The astronauts on board the International Space Station performed final ATV hatch opening at around 10:30 CEST (08:30 UT) this morning, clearing the way for the crew to start unloading Jules Verne’s cargo delivery.
The hatches between ISS and Jules Verne ATV were opened for the first time at around 12:15 CEST (10:15 UT) on Friday, at which time the crew briefly entered ATV to place an air filtering device. The so-called ‘air scrubber’ was left to run for 8 hours removing any unwanted gasses or small particles of debris that may be floating around.
Immediately after hatch reopening this morning, the lights inside Jules Verne ATV were turned on and the air scrubber dismounted. The crew will now install portable breathing apparatus, a fire extinguisher and the handrails which help the astronauts move around inside ATV. A flexible hose will also be installed to provide additional ventilation. Once all of these items are in place, ATV is ready for full, regular operations
"Everyone here is really pleased with how operations have gone so far, both in space and on the ground. It's a great moment to watch the astronauts going in to ATV - everyone here is happy. Now we will continue to monitor progress," said Alberto Novelli, ESAs head of operations at ATV Control Centre in Toulouse, France
Over the next weeks the crew will remove the 1150 kg of dry cargo delivered by Jules Verne – including fuel, clothes, equipment as well as two original manuscripts handwritten by Jules Verne and a XIXth century illustrated edition of his novel ‘From the Earth to the Moon’. In addition the crew will pump 856 kg of propellant, 270 kg of drinking water and 21 kg of oxygen into Zvezda’s tanks.
ATV also brings a special gift – a playlist of music selected by Norwegian teenager Therese Miljeteig, the winner of ESA’s ATV competition to suggest 10 songs to inspire the astronauts.

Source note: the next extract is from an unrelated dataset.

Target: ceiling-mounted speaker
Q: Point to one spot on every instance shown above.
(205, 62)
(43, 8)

Jules Verne will remain attached to as a 48 m3 pressurised and integral part of the complex until early August. When required, ATV will boost the Station’s orbit to overcome the effects of residual atmospheric drag. At the end of its mission, Jules Verne ATV will burn up in a controlled reentry into the Earth’s atmosphere, and in the process, it will eliminate 6.3 tonnes of waste material no longer needed on the Station and stored over 4 months in the ATV.